The survey showed rising inflation was the biggest concern of Russian voters ahead of the December 2 parliamentary election.
Putin, 55, has vowed to leave office in 2008 after two consecutive four-year terms as president. But he has hinted he will retain influence and has kept everyone guessing about who he could support as Russia's next president.
A poll by the All-Russian Public Opinion Research Center (VTsIOM) for Moscow investment bank Renaissance Capital, showed Russians believed Putin would want Zubkov to succeed him.
Renaissance, in a report on the poll, said: "The most frequently mentioned name in the category of Putin's choice as the next president is now Zubkov."
The poll showed 72 percent of people thought Putin had made a decision on who to support and 26 percent believed it was Zubkov.
First Deputy Prime Ministers Sergei Ivanov and Dmitry Medvedev, once considered front runners in the race for the Kremlin, have slipped, the poll showed.
Just 17 percent of people believed Ivanov was Putin's choice and 16 percent Medvedev.
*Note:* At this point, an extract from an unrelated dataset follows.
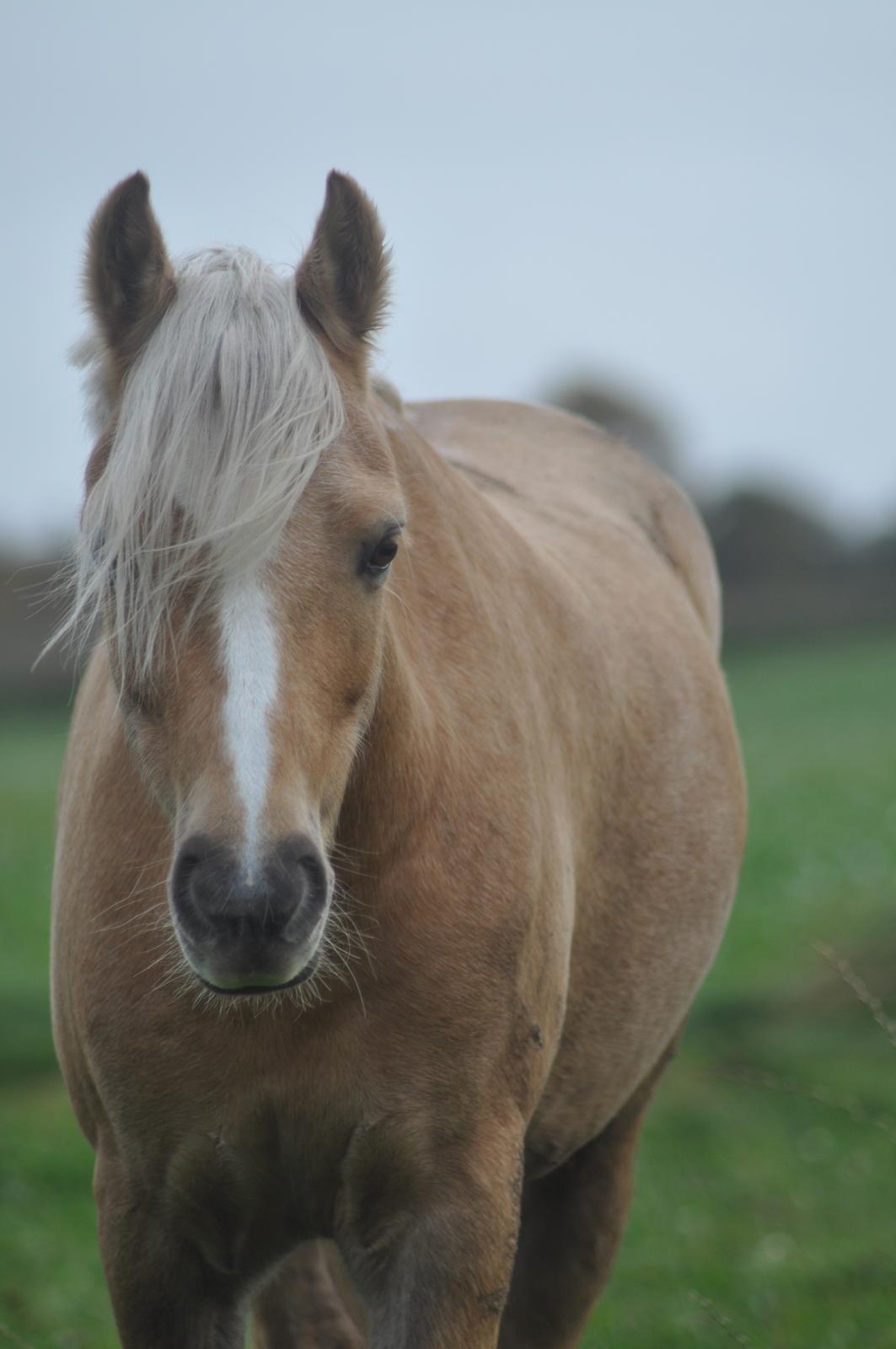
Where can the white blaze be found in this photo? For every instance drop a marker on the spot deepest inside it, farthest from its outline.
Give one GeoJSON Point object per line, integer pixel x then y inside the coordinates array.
{"type": "Point", "coordinates": [251, 667]}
But 35 percent said they did not know.
Putin, who has made a tradition of plucking senior officials from obscurity, appointed Zubkov as prime minister on September 14.
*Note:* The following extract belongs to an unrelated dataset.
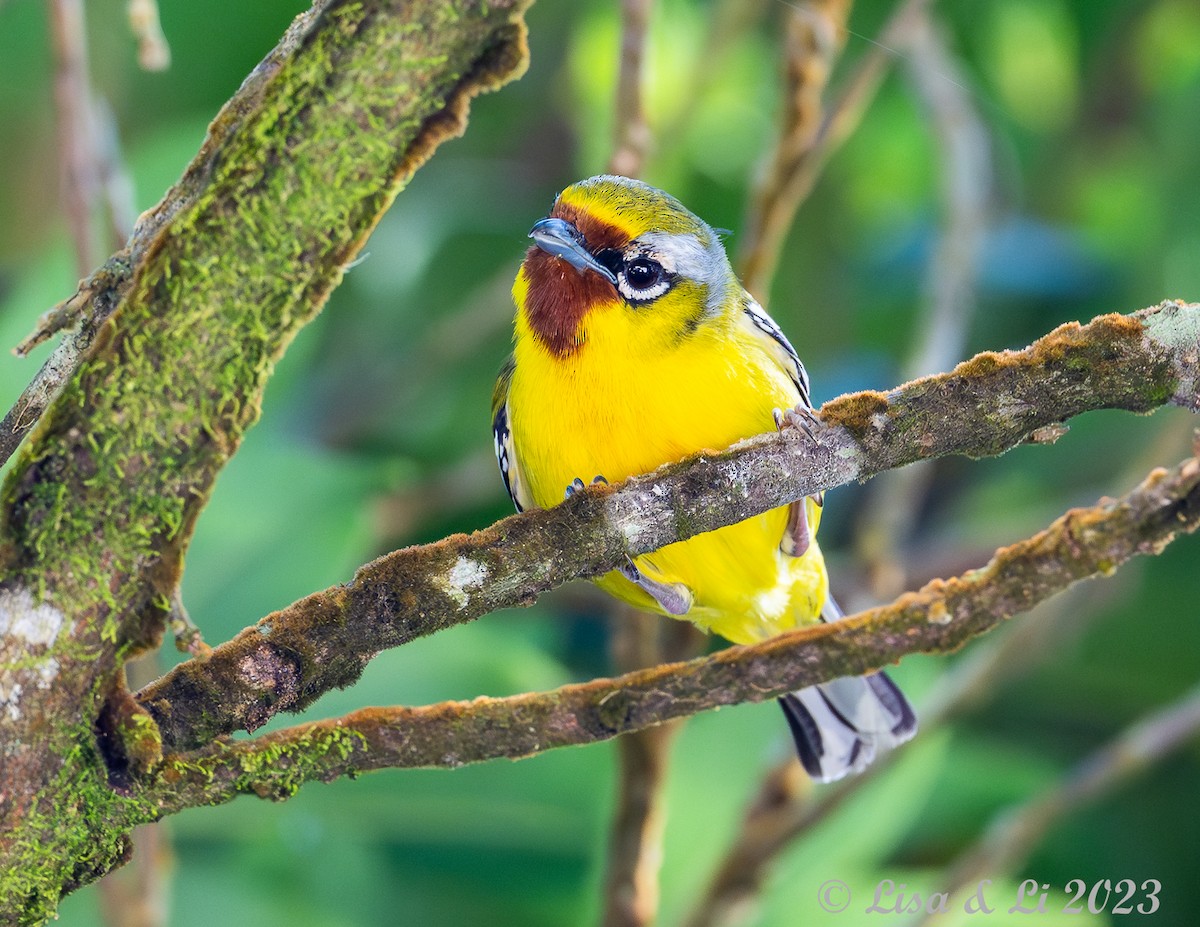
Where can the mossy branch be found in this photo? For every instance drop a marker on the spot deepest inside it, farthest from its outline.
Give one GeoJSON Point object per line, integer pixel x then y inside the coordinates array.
{"type": "Point", "coordinates": [147, 401]}
{"type": "Point", "coordinates": [984, 406]}
{"type": "Point", "coordinates": [939, 619]}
The former head of an anti-money laundering unit, said to be a mentor to the president, he has swiftly made his name as a tough-talking manager who has been given generous airtime on state television, a key indicator of Kremlin approval.
The majority of respondents, 53 percent, said they would vote for Putin if he ran in the presidential election, a move that would contravene the constitution.
Most respondents, 83 percent, said Putin would retain an important role after the 2008 elections.